I think the better question is, why are you trying to read from a buffer object to begin with (unless you’re using PBO or something)?

Most of the topics discussed here are implementation specific. I speak with knowledge of ATI’s current implementation and with that in mind realize other hardware venders may have done things differently.

Currently glMapBuffer always causes an idle unless the data is unspecified (ie you called bufferData with a null data pointer). Korval explains why there is a sync at map time. I will tell you that ATI’s read vbo is not currently optimized and will be slow. This may change in the future. I advise avoiding this if you can even if implementations are optimized since no matter how fast we make it will almost always be slower than the app keeping a copy for itself.

Here are some of the ways you can update data (skipping obvious ones) and the situations I would use them for. (Hopefully this will answer the rest of the questions sprinkled throughout your post.)

BufferSubData() - This will not cause any syncing with the vpu. This is the usually the best way to update a portion of a buffer object and is even good for updating the entire buffer.

glMapBuffer() - This will cause the sync you are worried about. The only time you would want to use this is if you know you haven’t used the object buffer in many frames so it’s safe to change without worrying about an update, but in most cases I would just advise using BufferSubData(). There are a few other cases it?s useful, but these aren?t performance cases to I?m not going to mention them.

BufferData() with a null data pointer followed by MapBufferObject() - This will not cause an idle since the current surface bound to the buffer object is undefined (ie we just allocated a new one). Usually this is the same performance as just calling BufferData() with a pointer to the data, with a slight increase in overhead from the extra entry point call. The place were this method is best is if you are generating geometry on the fly and would rather put it directly into the vbo and never place it in an app controlled buffer.

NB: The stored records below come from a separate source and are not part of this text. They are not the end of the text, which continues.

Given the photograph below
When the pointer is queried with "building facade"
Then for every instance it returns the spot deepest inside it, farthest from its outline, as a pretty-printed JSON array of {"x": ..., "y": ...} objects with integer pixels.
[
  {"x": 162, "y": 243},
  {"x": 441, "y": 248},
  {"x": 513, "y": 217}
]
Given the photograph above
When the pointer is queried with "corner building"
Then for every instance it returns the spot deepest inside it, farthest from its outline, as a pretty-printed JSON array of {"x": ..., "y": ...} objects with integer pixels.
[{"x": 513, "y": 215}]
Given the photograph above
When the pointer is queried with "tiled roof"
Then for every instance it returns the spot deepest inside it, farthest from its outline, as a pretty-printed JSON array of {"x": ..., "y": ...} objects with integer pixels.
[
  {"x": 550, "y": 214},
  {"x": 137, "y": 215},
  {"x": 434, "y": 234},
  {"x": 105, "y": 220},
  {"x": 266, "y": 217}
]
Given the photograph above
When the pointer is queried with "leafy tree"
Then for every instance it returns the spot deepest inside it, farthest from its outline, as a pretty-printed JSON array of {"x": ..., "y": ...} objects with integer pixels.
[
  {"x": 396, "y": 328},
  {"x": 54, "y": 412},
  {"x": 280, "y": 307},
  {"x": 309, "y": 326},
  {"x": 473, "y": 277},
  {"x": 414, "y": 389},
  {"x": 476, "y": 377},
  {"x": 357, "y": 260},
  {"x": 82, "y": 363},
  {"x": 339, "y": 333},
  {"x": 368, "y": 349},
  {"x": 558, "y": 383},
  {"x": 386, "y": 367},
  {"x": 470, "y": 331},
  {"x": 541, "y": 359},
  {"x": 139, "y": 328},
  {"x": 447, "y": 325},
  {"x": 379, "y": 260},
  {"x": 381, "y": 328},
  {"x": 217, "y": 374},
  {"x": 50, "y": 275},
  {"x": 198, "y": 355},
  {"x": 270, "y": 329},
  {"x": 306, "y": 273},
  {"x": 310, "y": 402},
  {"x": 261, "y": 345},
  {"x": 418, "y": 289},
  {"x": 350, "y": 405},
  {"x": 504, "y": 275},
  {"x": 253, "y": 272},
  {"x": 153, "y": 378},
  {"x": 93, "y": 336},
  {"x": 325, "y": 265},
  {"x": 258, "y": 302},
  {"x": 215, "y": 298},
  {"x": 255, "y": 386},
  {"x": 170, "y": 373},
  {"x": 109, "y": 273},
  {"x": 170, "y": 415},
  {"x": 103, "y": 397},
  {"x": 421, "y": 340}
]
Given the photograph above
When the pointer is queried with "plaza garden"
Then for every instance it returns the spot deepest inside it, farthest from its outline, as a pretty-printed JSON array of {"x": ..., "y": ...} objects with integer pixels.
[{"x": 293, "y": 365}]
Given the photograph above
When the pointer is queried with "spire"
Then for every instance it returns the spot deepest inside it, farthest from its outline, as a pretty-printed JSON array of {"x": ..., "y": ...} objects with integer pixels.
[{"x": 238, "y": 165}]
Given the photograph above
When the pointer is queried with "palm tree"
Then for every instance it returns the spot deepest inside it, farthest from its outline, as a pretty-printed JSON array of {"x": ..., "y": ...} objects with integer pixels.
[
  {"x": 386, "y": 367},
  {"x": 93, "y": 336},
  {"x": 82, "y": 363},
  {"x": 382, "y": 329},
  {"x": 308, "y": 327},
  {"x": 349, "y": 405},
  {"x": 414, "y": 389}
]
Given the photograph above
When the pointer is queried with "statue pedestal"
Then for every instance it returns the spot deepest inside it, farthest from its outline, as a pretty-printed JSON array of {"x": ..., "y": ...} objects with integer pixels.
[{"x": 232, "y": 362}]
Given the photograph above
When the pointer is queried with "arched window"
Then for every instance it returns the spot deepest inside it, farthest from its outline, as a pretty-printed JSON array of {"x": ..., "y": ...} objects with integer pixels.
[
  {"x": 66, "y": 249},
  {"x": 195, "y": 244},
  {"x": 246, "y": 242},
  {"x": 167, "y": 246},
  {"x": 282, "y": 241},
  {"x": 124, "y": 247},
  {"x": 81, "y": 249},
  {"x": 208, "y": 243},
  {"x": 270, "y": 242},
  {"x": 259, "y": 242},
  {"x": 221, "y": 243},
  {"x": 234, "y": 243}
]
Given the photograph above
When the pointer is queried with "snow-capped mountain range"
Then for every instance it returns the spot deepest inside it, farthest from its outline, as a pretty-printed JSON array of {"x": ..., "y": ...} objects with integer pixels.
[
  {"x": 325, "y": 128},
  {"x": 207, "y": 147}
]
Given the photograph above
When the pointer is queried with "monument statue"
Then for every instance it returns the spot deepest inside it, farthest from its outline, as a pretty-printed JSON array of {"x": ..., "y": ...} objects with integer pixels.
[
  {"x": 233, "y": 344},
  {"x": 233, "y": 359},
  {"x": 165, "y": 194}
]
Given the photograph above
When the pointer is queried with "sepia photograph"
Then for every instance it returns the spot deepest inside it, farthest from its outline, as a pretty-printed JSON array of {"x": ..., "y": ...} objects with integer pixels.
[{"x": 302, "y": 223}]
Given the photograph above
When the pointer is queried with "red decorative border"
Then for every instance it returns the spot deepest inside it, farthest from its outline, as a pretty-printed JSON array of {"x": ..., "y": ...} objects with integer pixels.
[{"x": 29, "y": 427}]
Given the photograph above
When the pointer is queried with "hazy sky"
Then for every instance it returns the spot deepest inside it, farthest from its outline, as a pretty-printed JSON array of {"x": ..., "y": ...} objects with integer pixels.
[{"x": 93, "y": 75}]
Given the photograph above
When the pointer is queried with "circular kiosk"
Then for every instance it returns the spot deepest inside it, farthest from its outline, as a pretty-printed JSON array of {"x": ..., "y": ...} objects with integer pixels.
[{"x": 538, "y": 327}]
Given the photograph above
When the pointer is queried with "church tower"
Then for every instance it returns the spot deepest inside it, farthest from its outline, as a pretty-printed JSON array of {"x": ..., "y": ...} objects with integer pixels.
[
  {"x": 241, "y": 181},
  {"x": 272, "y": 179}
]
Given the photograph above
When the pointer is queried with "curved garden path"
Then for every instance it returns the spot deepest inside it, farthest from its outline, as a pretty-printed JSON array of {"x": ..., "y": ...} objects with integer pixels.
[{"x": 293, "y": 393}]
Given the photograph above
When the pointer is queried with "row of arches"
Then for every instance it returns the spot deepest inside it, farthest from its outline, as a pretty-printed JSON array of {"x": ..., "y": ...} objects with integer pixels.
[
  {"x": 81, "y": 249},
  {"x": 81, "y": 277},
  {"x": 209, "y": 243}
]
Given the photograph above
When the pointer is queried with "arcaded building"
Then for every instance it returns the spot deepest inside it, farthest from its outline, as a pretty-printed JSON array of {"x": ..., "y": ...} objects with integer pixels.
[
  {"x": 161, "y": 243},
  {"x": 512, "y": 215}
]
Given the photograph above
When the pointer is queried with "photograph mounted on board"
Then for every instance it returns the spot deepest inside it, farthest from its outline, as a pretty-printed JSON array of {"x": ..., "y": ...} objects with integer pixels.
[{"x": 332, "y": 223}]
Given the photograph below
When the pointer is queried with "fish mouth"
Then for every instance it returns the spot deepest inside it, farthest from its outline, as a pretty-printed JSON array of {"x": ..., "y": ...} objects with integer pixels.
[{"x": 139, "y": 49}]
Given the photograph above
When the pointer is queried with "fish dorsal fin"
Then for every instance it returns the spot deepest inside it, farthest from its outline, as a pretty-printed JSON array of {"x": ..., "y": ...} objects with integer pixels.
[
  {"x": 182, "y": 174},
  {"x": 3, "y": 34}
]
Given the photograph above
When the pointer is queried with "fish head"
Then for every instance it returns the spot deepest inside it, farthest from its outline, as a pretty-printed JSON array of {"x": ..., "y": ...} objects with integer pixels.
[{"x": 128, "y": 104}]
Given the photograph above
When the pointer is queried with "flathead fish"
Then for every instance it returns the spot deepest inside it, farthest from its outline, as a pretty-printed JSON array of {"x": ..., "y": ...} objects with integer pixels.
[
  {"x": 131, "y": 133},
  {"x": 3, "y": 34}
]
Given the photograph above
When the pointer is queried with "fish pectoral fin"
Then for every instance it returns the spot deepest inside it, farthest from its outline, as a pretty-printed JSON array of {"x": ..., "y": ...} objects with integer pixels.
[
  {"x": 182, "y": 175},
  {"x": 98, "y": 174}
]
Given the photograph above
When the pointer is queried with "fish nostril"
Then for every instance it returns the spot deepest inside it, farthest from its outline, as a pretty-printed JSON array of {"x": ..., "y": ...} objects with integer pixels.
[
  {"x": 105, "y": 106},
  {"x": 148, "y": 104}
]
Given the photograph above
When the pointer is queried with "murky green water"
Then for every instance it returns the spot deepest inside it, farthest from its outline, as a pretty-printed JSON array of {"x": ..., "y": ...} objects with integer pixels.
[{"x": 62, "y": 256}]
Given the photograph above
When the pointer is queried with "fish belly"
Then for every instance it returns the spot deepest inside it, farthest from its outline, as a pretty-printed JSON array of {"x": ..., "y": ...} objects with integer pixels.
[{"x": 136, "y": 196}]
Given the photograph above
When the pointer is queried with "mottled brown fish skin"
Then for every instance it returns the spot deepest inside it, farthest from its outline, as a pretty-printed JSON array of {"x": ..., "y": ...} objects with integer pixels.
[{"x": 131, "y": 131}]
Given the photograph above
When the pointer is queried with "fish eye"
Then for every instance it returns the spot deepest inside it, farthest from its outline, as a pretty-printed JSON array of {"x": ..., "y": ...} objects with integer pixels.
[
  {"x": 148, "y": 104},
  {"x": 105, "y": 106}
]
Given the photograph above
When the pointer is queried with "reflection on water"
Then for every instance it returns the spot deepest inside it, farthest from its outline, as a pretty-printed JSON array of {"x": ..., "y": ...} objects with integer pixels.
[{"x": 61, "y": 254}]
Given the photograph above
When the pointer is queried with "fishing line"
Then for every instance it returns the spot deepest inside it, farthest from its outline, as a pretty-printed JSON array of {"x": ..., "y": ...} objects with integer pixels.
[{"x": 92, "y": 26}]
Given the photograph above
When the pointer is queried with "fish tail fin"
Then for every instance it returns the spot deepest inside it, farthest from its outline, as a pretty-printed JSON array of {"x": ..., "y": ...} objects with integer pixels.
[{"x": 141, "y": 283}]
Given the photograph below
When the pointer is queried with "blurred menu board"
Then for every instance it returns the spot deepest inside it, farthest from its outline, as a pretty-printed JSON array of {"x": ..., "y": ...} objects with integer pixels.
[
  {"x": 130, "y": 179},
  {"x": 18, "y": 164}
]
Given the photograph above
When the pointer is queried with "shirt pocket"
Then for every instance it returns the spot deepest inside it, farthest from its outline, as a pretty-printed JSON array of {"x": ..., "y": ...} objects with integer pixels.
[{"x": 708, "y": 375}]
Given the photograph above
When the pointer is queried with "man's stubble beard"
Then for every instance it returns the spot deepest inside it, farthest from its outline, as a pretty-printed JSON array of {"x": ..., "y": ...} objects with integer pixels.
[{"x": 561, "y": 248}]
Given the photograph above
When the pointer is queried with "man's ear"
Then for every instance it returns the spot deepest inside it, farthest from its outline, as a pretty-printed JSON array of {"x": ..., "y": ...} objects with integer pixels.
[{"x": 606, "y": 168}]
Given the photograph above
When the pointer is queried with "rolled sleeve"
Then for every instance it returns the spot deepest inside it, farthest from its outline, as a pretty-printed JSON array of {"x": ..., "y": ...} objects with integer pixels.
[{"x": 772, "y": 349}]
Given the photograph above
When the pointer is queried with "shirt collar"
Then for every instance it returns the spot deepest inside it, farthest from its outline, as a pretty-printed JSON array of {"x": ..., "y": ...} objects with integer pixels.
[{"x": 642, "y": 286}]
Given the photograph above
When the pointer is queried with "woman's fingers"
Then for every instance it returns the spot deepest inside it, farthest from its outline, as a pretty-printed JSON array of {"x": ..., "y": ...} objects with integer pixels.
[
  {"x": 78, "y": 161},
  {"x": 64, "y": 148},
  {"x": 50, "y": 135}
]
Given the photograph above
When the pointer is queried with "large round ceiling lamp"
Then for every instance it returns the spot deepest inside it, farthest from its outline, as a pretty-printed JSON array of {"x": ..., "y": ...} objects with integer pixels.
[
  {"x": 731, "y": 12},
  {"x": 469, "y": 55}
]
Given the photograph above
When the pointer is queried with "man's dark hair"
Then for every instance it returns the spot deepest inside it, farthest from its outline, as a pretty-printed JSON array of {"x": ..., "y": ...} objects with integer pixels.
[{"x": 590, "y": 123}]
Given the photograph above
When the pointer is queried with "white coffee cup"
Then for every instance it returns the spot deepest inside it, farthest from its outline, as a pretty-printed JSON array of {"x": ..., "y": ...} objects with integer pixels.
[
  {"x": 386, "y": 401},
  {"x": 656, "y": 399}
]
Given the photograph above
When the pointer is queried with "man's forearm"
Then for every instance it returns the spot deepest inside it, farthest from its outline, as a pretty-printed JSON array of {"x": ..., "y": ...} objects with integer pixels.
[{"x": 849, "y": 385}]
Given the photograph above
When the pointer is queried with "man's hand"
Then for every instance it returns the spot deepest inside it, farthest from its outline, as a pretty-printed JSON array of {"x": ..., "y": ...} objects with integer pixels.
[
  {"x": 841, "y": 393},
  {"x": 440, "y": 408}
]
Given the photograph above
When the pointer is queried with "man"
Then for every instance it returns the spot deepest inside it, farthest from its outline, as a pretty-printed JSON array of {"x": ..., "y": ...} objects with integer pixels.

As a bonus performance tip I?ll recommend trying not to resize a buffer object frequently. While the performance hit for this isn?t that bad, it can cause a noticeable performance drop if abused badly. The reason this is bad is because we have to constantly find chucks of memory that fit your new requested size and this can lead to memory fragmentation.

Thanks very much. That’s helped clear a few things up.